The same day, it was announced that new detainees booked into one of twenty-two immigration detention facilities managed by ICE's in-house medical provider Health Services Corps. would begin being tested for coronavirus, after a reported surge in cases. However, despite the spread of COVID-19 in US immigration detention facilities, the 200 other facilities operated by third-party contractors have not begun testing detainees at intake. An influx of COVID-19 cases were reported At the Otero County Processing Center, with 92 total. An interview was denied by ICE. The nearby Otero County Prison Facility, a non-ICE facility, also reported a surge in cases and one death.
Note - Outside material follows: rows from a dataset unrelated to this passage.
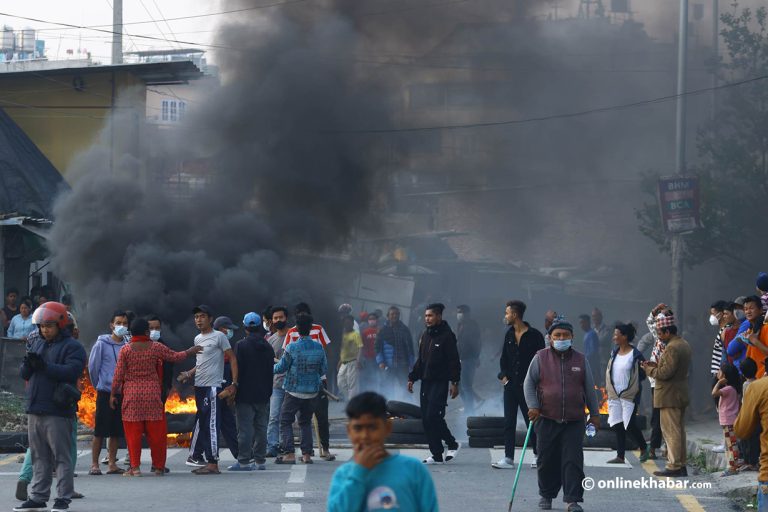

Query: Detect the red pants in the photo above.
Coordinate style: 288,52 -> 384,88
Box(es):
123,419 -> 168,469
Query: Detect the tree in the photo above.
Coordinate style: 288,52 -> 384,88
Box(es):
635,2 -> 768,267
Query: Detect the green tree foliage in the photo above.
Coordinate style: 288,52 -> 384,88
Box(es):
636,2 -> 768,267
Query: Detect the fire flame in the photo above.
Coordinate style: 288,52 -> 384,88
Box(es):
77,370 -> 197,447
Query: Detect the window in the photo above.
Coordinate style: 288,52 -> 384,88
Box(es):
161,100 -> 187,123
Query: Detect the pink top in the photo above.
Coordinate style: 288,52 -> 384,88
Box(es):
718,386 -> 739,425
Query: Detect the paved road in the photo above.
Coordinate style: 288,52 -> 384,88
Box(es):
0,442 -> 732,512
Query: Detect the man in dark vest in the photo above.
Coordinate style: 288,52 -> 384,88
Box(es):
523,319 -> 600,512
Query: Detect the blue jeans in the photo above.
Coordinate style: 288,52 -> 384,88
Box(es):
757,481 -> 768,512
267,388 -> 285,453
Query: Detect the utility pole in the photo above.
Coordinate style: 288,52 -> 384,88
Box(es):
112,0 -> 123,65
671,0 -> 688,327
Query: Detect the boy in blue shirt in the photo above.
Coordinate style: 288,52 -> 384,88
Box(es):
328,392 -> 438,512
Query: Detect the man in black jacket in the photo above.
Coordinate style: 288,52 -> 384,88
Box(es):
408,304 -> 461,464
491,300 -> 544,469
13,302 -> 87,512
227,313 -> 275,471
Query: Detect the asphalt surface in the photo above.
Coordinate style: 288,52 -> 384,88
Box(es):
0,440 -> 733,512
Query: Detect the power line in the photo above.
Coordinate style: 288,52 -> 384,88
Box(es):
334,75 -> 768,134
27,0 -> 308,32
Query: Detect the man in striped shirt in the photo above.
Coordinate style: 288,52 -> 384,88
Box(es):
283,302 -> 336,461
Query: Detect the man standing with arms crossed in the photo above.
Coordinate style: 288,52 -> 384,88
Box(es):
408,304 -> 461,464
192,305 -> 239,475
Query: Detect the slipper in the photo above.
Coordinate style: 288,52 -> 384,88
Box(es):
192,466 -> 221,475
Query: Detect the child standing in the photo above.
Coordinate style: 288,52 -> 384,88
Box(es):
739,357 -> 762,471
712,363 -> 741,476
328,391 -> 438,512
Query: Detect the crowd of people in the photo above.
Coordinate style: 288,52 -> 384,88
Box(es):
12,274 -> 768,512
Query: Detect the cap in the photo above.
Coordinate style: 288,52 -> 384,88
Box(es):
214,310 -> 237,329
192,304 -> 213,316
243,311 -> 261,327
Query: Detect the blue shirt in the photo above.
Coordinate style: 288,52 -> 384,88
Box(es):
328,455 -> 438,512
8,313 -> 35,338
273,336 -> 328,394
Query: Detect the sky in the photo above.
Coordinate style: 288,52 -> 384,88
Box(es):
0,0 -> 222,64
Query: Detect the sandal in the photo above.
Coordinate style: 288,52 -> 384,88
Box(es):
192,466 -> 221,475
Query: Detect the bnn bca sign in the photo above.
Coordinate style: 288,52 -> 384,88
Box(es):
659,176 -> 701,233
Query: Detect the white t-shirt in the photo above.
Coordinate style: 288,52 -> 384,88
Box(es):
611,350 -> 634,394
195,330 -> 232,388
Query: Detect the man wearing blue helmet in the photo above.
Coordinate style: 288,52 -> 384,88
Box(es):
227,313 -> 275,471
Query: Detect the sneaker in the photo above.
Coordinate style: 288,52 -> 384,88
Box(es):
491,457 -> 515,469
227,462 -> 256,471
445,442 -> 461,462
16,480 -> 29,501
51,499 -> 69,512
184,455 -> 205,468
13,500 -> 48,512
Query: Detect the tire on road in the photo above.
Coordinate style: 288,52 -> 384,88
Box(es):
467,416 -> 504,429
387,400 -> 421,420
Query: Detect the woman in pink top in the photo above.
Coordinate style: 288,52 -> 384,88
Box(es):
712,363 -> 743,476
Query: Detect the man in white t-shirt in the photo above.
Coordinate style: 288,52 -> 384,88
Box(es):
192,305 -> 238,475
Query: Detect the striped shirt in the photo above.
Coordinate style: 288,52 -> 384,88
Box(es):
709,327 -> 725,375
The first confirmed case at Imperial Regional Detention Center in Calexico, a 22-year-old Bangladeshi national, was reported.

People detained in the Mesa Verde ICE Processing Center in Bakersfield, California held a hunger strike in protest of the murder of George Floyd, the shootings of Breonna Taylor, Oscar Grant, and Tony McDade, and the deaths of "Carlos Mejia, who died in ICE custody at Otay Mesa, and Choung Woong Ahn, our friend who died in ICE custody at this detention center," and the harmful conditions presented by the COVID-19 pandemic in US immigration detention.

By mid-June, cases were reportedly unable to be contained at the Eloy Detention Center in Arizona, as cases soared in the state. Marisol Mendoza, a diabetic immigrant in ICE custody at the Eloy Detention Center sued ICE and CoreCivic for her release. Mendoza was denied and instead a federal judge ordered ICE to improve her conditions and make them constitutional. This was not followed by ICE and within two weeks Mendoza tested positive for COVID-19.